Emergency Plan Directions
- Designate a general meeting place. Establish an agreed upon safe place to meet if a parent will be unable to pick the child up from school or will not be at home. This could be a neighbor’s house or community meeting space. Children should be reassured that the adult they are with is aware of the plan, and the parent will meet them at the arranged meeting location.
- Create an emergency backpack. The backpack should have items the child may need in the event of a crisis, specifically, items necessary if an adult was unavailable at the time of the crisis.
- Compile a list of all emergency phone numbers. These numbers should be programmed into a child’s phone, if they have one, written down at home, and placed in the emergency backpack.
- Create a social media plan. Social media sites can be very effective in times of crisis. Discuss what social media site(s) will be used for family communication and information if cell service is down.
- Develop plans for the natural disasters most likely to occur in your area. These plans could include backup locations to go in case the family must leave their home, such as a relative’s house, a community shelter, or another designated safe place.
For even more tips on preparing an emergency plan, refer to the “Make a plan” section of Ready.gov.
Crisis Conversation Tips for Parents
In addition to creating an emergency plan for their home, parents will also need to discuss crises and other traumatic events, such as natural disasters, with their children. It can be difficult to know how to approach those topics or what to say that will be helpful. Below are tips for engaging in these conversations (Psychology Today, 7.26.22).
- Keep words and language child-friendly and age appropriate.
- Initiate the conversation in a calm manner.
- Leave time for the child to ask questions and remain silent during their questions or requests for clarification.
- Ask if they have any worries about a particular situation.
- For even more tips on preparing an emergency plan, refer to the “Make a plan” section of gov.
Creating an emergency plan and having open communication about this topic can benefit both the child and adult and may reduce feelings of anxiety in the child.

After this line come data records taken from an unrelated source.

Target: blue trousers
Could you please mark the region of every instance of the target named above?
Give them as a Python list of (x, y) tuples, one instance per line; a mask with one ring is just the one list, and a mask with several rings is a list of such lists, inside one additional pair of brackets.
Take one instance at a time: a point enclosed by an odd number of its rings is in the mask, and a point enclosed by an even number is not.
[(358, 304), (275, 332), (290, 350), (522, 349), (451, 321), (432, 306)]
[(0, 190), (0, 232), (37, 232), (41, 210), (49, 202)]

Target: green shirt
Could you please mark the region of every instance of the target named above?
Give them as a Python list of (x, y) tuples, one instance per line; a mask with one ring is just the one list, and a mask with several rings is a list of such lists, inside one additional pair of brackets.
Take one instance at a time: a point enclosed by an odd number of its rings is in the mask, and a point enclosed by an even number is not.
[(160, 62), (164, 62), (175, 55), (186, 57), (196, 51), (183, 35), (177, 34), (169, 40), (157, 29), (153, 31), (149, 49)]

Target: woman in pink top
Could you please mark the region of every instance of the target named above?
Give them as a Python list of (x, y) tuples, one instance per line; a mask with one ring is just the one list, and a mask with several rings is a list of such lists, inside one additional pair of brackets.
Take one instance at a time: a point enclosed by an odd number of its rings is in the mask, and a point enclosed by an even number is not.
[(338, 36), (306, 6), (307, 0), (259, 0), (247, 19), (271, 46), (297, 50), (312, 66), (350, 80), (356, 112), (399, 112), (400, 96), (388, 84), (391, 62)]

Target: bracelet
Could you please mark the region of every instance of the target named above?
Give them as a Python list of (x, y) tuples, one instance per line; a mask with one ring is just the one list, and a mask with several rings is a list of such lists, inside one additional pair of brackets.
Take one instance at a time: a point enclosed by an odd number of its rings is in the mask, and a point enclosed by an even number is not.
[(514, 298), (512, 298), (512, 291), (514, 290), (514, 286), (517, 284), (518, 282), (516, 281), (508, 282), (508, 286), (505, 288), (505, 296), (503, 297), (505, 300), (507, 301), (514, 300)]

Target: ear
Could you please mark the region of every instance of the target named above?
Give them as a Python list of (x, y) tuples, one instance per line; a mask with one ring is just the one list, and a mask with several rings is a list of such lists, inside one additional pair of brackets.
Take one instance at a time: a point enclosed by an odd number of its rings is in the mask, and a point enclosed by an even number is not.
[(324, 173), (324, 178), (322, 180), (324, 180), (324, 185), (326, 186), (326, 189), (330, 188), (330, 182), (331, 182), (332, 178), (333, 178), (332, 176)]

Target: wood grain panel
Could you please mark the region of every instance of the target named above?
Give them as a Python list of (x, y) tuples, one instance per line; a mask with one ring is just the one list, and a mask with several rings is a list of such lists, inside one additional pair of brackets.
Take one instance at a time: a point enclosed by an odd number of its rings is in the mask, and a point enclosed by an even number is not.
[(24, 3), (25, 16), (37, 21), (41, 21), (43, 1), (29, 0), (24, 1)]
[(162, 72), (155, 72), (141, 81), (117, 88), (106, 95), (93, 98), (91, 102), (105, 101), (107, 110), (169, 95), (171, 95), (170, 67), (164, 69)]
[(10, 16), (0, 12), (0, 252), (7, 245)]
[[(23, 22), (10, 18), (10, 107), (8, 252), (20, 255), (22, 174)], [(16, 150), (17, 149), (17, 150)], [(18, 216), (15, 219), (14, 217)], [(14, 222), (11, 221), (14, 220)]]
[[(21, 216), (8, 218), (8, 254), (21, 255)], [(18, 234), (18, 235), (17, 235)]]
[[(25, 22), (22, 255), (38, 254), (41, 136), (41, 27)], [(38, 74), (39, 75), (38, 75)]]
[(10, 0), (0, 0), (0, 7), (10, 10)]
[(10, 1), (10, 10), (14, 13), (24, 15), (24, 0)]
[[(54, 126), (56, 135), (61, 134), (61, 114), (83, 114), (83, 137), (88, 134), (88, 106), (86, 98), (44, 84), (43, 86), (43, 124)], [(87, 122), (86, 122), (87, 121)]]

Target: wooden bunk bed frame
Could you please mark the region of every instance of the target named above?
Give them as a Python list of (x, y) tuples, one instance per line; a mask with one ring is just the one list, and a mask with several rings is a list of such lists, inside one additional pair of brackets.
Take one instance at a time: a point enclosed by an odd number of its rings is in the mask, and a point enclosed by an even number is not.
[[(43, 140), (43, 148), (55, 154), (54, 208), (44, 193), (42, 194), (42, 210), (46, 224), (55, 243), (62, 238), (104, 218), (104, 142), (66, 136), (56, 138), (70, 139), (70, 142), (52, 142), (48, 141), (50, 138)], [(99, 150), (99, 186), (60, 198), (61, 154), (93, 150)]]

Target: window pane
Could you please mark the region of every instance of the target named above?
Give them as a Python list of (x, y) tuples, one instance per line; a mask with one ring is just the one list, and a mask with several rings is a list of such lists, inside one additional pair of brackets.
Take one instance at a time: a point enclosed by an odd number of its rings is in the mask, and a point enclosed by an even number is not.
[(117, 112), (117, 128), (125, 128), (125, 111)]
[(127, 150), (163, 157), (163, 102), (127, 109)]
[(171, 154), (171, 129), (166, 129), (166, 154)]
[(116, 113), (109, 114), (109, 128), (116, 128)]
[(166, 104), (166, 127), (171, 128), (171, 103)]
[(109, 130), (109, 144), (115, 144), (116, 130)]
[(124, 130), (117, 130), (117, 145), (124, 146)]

Paul Taraborelli, MSW, LICSW, IMH-E®, is a Child Youth Behavioral (CYB) Director on Magellan Federal’s Military Family Life Counseling program. He received his undergraduate degree from the University of New England and his master’s degree in social work from Boston University. He has held his independent license in Rhode Island for over 25 years and is an active member in Rhode Island’s Association of Infant Mental Health (RIAIMH). He has provided clinical consultations on early childhood mental health issues, approaches to supporting children in the classroom with a range of developmental, behavioral, and medical issues for early childhood programs and working with families with children presenting with behavioral concerns. He has presented in the past on topics including guiding behaviors in a classroom setting, the development and use of a bereavement protocol and services for families, adolescent drug abuse and treatment, and child abuse and neglect.